Was bedeuten soll, dass der 22-jährige Skateboard-Freund aus San Diego unter all dem ganzen, scheinbar mit einem Ein-Spur-Rekorder im baufälligen Keller aufgenommenen Rauschen, Schlagzeugklappern und verzerrten Gitarrengeschrubbe einiges an großen Harmonien und Liebe zu den, duh, Beach Boys versteckt hat.
Nach einem selbstbetitelten Debüt Ende des vergangenen Jahres wird Anfang März das zweite Album von Wavves erscheinen, das, man kann es nur ahnen, wohl höhere – Achtung! - Wellen schlagen wird.
Islands mit Support von Brooke's Bedroom spielen am 15.2. in der Wiener Arena
Am Montag, 16.2. spielt Wavves, Vorband ist Die Eternias
Williams poltert sich hier in weniger als 30 Minuten durch wohlerzogenen Lärm, Singalongs und betont minimalistische Stücke, die sich da "Sun Opens My Eyes", "Surf Goth" oder "So Bored" nennen, und sogleich darf man bei solch kleinen Popwundern wieder einmal wissen, dass der Punk eh nie tot war, dieses Mal eben schön von der Sonne gegrillt.

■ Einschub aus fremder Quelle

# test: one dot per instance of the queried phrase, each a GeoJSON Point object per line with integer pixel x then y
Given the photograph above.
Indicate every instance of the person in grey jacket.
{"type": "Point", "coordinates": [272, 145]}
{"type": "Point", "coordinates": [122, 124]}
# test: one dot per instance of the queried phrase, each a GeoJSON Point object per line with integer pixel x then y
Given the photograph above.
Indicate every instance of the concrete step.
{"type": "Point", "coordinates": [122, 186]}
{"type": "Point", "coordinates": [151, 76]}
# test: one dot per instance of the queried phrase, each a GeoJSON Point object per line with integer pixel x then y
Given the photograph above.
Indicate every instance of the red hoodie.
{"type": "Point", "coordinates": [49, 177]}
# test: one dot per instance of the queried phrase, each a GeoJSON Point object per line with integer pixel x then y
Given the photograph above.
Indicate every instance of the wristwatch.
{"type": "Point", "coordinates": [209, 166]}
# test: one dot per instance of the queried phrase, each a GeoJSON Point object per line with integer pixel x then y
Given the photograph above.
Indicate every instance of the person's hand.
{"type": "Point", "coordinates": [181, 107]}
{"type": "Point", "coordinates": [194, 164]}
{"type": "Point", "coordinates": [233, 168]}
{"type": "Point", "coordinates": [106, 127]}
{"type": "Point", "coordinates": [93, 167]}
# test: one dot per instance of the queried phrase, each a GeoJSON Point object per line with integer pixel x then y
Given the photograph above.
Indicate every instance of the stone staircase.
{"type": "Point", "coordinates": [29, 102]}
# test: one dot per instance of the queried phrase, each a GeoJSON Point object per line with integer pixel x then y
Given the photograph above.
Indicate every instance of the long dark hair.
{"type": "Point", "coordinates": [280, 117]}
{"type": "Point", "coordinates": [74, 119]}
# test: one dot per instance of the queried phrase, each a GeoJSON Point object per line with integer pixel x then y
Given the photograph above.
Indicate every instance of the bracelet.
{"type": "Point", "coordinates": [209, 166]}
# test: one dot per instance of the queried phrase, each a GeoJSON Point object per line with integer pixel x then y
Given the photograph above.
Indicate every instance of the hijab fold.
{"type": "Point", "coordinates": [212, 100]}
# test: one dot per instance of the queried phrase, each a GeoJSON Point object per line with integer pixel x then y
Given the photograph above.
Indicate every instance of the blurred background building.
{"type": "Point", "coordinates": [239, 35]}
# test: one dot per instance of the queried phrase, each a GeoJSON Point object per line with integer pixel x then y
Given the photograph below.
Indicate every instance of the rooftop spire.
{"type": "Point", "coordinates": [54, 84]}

Der Titel der kommenden Platte, "Wavvves", ist im Gegensatz zum Bandnamen, "Wavves", dabei übrigens immer mit drei Vs zu schreiben. Nie, niemals, nie mit bloß zwei. Ganz schnell, man ist gerade erst halb in seine durchgewetzten Vans hineingerutscht, ist der gute Ruf auch schon wieder dahin.